Œuvre hybride à la fois décorative et narrative, témoin de la maturité artistique du maître dans les années 80, « Khamsa w Khmis » (expression populaire dans le dialecte tunisien pour la protection et l'éloignement du mauvais oeil) est une œuvre monumentale et emblématique de l’univers pictural et poétique de Jellal Ben Abdallah, considérée comme l’une des pièces majeures de l’art moderne tunisien. Conservée dans la même famille depuis sa création, elle reflète la pleine maturité artistique du maître dans les années 1980.
Commandée en 1985 pour épouser la forme d’un mur curviligne dans une villa de la banlieue nord de Tunis, « Khamsa w Khmis », soigneusement conservée au même endroit pendant près de quarante ans, naît d’une rencontre inspirante : l’artiste découvre une demeure conçue par l’architecte Mira Lelaumier. Séduit par l’harmonie des volumes, la lumière et la vue sur la mer, il imagine une composition dédiée aux valeurs familiales, aux gestes transmis et à la mémoire domestique. Commandée directement auprès de lui en 1985, « Khamsa w Khmis » demeure une création rare au sein de son œuvre.

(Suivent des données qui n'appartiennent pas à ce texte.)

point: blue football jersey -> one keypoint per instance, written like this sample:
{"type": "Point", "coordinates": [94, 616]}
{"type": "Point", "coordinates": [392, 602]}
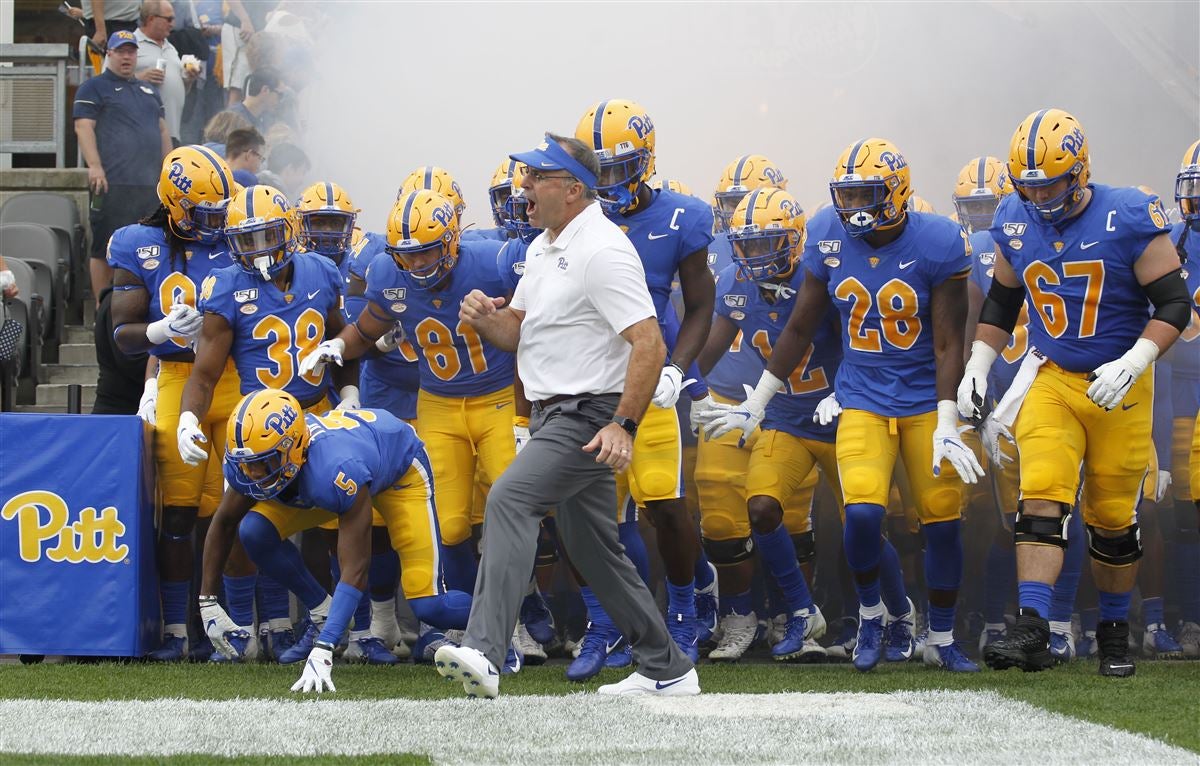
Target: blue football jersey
{"type": "Point", "coordinates": [144, 251]}
{"type": "Point", "coordinates": [273, 330]}
{"type": "Point", "coordinates": [349, 452]}
{"type": "Point", "coordinates": [738, 366]}
{"type": "Point", "coordinates": [761, 322]}
{"type": "Point", "coordinates": [1086, 307]}
{"type": "Point", "coordinates": [883, 298]}
{"type": "Point", "coordinates": [454, 359]}
{"type": "Point", "coordinates": [669, 229]}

L’œuvre est un paravent à quatre panneaux représentant cinq femmes tunisiennes en costumes traditionnels rehaussés de feuilles d’or, bercées dans un décor méditerranéen mêlant artisanat, architecture arabo-andalouse et univers marin. La palette douce d’ocres, de vert d’eau et de roses fumés restitue la lumière des terrasses tunisiennes et la sérénité du littoral.
Œuvre hybride entre tableau, paravent et installation murale, « Khamsa w Khmis » peut être présentée en ligne droite, en arc ou en angle droit. Ses charnières en cuivre soulignent son caractère artisanal, tandis que ses dimensions en font une pièce à la fois décorative et profondément narrative, selon la présentation de l’œuvre.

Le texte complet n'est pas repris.